Voici une troisième lettre depuis Taipei. Le format Instagram est une sévère contrainte, mais son côté miscellanées est un avantage quand on voyage.
Bonne lecture (de 1/7 à 7/7, la première – celle-ci – étant en bas de la pile) !
Taipei 101, le gratte-ciel aux 101 étages
Il faut avouer qu’il a de la gueule ce gigantesque épi aux reflets bleutés. C’est le plus bel immeuble de Taipei, qu’il domine du haut de ses 508 mètres. Il joue d’ailleurs, dans la promotion de la ville, le même rôle que la Tour Eiffel : il figure dans toutes les brochures comme sa métonymie.

En 2004, quand il a été inauguré, c’était le plus grand édifice jamais construit sur terre.

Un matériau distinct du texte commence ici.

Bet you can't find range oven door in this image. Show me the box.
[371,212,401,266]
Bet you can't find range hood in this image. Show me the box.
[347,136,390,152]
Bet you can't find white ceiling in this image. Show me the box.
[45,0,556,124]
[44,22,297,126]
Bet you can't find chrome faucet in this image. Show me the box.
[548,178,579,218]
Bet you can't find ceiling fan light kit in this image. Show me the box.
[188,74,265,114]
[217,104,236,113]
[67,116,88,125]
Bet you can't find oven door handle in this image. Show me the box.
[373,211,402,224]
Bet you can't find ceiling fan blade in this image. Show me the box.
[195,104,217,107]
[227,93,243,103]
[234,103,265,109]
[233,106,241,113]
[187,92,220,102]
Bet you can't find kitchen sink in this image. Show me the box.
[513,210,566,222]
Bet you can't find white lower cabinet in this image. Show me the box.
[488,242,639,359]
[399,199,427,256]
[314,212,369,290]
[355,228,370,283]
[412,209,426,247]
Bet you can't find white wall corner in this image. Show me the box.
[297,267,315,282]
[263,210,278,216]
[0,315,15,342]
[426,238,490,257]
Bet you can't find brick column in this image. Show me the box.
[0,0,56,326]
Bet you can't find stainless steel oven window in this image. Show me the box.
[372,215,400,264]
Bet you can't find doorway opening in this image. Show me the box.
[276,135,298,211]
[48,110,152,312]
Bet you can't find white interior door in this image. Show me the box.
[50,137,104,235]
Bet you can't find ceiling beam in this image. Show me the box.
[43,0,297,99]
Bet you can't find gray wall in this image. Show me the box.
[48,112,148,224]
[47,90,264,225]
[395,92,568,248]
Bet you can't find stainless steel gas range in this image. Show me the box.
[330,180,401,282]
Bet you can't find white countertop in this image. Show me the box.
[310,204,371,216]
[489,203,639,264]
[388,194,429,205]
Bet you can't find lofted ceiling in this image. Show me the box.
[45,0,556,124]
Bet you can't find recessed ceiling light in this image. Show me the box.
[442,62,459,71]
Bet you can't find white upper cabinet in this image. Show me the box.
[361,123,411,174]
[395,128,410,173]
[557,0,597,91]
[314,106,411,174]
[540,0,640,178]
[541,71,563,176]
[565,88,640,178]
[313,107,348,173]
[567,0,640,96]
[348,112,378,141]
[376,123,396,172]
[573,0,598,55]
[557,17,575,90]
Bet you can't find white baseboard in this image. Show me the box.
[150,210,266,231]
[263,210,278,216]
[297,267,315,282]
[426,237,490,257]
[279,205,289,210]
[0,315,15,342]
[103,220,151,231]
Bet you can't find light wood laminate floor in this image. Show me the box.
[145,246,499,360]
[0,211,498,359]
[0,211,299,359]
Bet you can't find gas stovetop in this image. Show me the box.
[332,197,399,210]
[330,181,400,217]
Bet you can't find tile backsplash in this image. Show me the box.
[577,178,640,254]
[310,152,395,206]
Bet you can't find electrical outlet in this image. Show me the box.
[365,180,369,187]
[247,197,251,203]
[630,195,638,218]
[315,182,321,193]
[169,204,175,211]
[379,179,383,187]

Il a été depuis largement dépassé par la folie des grandeurs qui arraisonne les esprits de tous côtés : à New York (540 m), Séoul (560 m), Shanghai (630 m), Tokyo (630 m), jusqu’aux 830 m de Dubai en 2010 !
La moutarde va t elle à nouveau monter jusqu’au nez de Yahvé, lui qui a multiplié les langues afin que les ouvriers de Babel ne puissent plus se comprendre et que la tour qu’ils édifiaient ne rejoigne jamais le ciel ?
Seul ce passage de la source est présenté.